If that is the case, then something is very wrong with the information flow between the police, the security services and the government. James Cleverly visited China, but the possibility that the Chinese were spying on the Chairman of the Foreign Affairs Committee and the Security minister wasn’t even on the agenda.

I have recounted in detail the way in which agents of the Chinese state attempted to engage me to act as a spy on their behalf. The sort of information that they wanted from me mirrors what would have been available to the Chairman of the China Resource Group: documents relating to the UK response to China’s belt and road strategy and the like.

In my case, they offered £750 per piece of work, which I was expected to provide about once a week. Initially, that work would have been studies or briefings on individuals linked to the UK’s foreign policy establishment, both within and without Whitehall and Westminster — briefing notes on the UK end of the China/UK nexus. Then it would be similar detailed pen portraits of people with commercial and academic interests.

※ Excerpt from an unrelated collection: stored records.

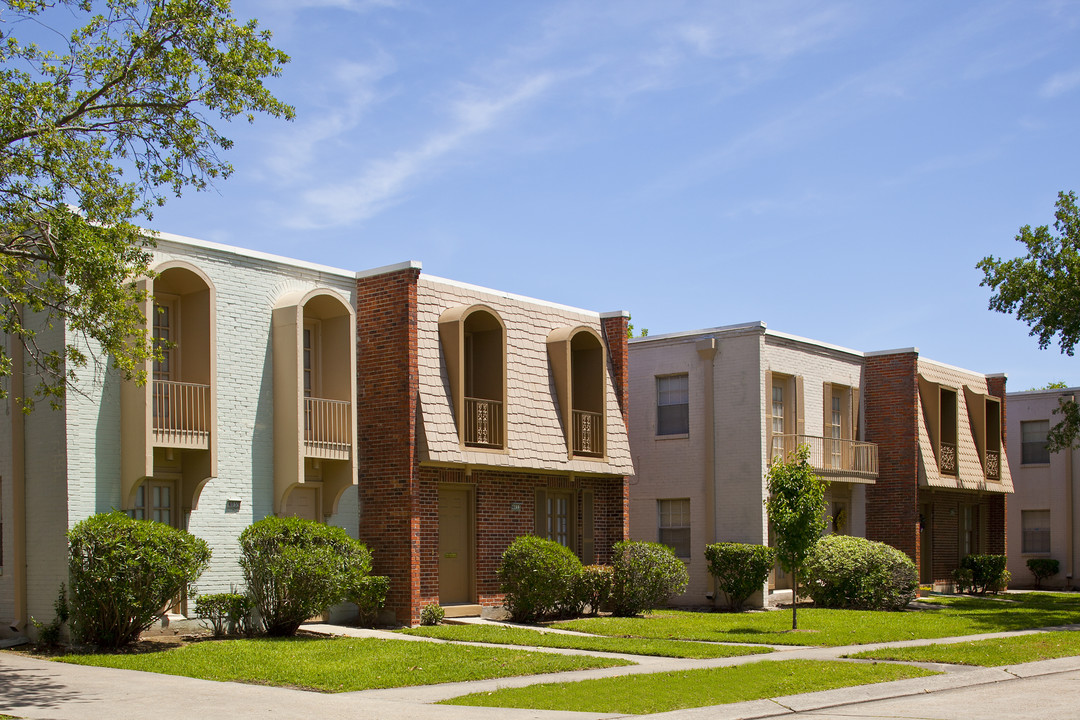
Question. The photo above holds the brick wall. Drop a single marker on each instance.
(890, 409)
(390, 505)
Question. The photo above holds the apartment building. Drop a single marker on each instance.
(1043, 507)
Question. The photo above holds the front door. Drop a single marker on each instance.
(455, 555)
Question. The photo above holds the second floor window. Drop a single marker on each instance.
(673, 405)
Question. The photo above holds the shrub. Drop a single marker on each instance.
(226, 612)
(856, 573)
(298, 568)
(536, 576)
(1042, 568)
(369, 595)
(432, 614)
(124, 573)
(987, 572)
(645, 575)
(740, 569)
(592, 587)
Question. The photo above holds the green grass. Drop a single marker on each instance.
(341, 664)
(518, 636)
(987, 653)
(660, 692)
(950, 616)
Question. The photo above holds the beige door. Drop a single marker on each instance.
(455, 556)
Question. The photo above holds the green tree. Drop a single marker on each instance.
(98, 126)
(796, 508)
(1042, 289)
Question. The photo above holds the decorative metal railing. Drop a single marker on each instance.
(180, 413)
(831, 454)
(588, 434)
(327, 431)
(483, 423)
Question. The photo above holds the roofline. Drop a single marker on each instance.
(244, 252)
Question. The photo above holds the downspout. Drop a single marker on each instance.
(706, 351)
(18, 479)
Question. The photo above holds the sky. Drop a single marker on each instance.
(833, 168)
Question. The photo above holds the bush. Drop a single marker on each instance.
(432, 614)
(536, 576)
(987, 572)
(226, 612)
(592, 587)
(740, 569)
(369, 595)
(645, 576)
(856, 573)
(124, 573)
(1042, 568)
(298, 568)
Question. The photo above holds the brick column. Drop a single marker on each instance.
(387, 388)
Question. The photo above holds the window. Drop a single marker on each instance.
(1036, 527)
(674, 526)
(1034, 442)
(673, 405)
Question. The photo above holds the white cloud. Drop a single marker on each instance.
(382, 181)
(1061, 83)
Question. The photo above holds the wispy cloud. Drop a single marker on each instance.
(1061, 83)
(382, 181)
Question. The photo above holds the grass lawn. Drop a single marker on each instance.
(671, 691)
(987, 653)
(341, 664)
(518, 636)
(949, 616)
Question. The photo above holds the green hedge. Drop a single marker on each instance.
(740, 569)
(124, 574)
(844, 571)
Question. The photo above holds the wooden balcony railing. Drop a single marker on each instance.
(946, 458)
(180, 415)
(327, 429)
(829, 454)
(588, 434)
(483, 423)
(993, 465)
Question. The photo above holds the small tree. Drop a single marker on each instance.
(796, 508)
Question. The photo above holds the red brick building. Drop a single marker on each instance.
(482, 417)
(943, 475)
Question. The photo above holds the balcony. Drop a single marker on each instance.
(327, 429)
(588, 434)
(483, 425)
(831, 456)
(180, 415)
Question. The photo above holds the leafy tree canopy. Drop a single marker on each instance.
(106, 110)
(796, 508)
(1042, 288)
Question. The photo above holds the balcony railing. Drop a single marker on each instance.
(483, 423)
(588, 434)
(180, 415)
(829, 454)
(327, 429)
(946, 458)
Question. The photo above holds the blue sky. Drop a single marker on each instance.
(834, 168)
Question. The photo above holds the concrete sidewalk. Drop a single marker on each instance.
(35, 689)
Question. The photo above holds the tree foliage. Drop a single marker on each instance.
(796, 508)
(1042, 289)
(106, 110)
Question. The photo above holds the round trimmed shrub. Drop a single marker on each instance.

All of this work would have been legal and above board with the expectation that after about six months, they would direct my research into policies and policy development. Again, all legal. After six months I would have been flown to Hong Kong again or Kowloon or more likely Beijing. There, I would have been debriefed, no doubt wined and dined again, had a whale of a time, but been given the direction of travel required by my new employers.

Think of just how attractive the near £40,000 would have looked

After a year of this I would have been looking at a near £40,000 supplement to my income, all off the books and untaxed.

In getting this information, through my knowledge of the system and individuals within the system, I would by now have made myself quite the expert in the subject. I would have been known to many of the players about whom the Chinese were interested. I would also be very vulnerable.

I’d have got used to the extra income, but it would have been on the black — and therefore I would now have been compromised. This is where the screws would have been applied. They made it clear at the first meeting in 2018 that their eventual targets for me would have been documents and information from the Foreign Office, the Defence Ministry and the Trade Departments before release. That is where a lucrative side project would become spying.

If this is the process infamously run through LinkedIn, then consider the individual. We are told that the young man arrested (who professes his innocence) worked for the China Research Group — the activist think tank set up by China hawks like the Security Minister Tom Tugendhat and Neil O’Brien. Salaries at the CRG are offered at £35,000 for a senior researcher. Further down the organisation’s food chain, people are offered salaries around the London living wage. Somebody in the director’s role would have been lucky to clear £50,000. Think of just how attractive the near £40,000 would have looked — and remember the offer to me was made in 2018, so the numbers may well have risen since then.

Talking to people who know about these sorts of things, it is assumed that the Chinese have used a blunderbuss scattergun tactic to find possible people to target. Type “Westminster China” into LinkedIn, and you will find 25 people. Hone your search, and you will find many, many more.

Whilst we must be happy that the security services are clearly looking into the problem, I can only assume there are many more people who have been approached. We do not know whether any have been tempted by the money, which as I say is initially for frankly not too onerous work — and generously remunerated.

Of course, we have the ritual denials from the Chinese Embassy, along with the slightly less ritual sight of our own politicians desperately trying to wipe away the stains that have spread across the house. The arrest back in March may be just the tip of the iceberg, even before there are fuller investigations into British universities and the tech and defence sectors.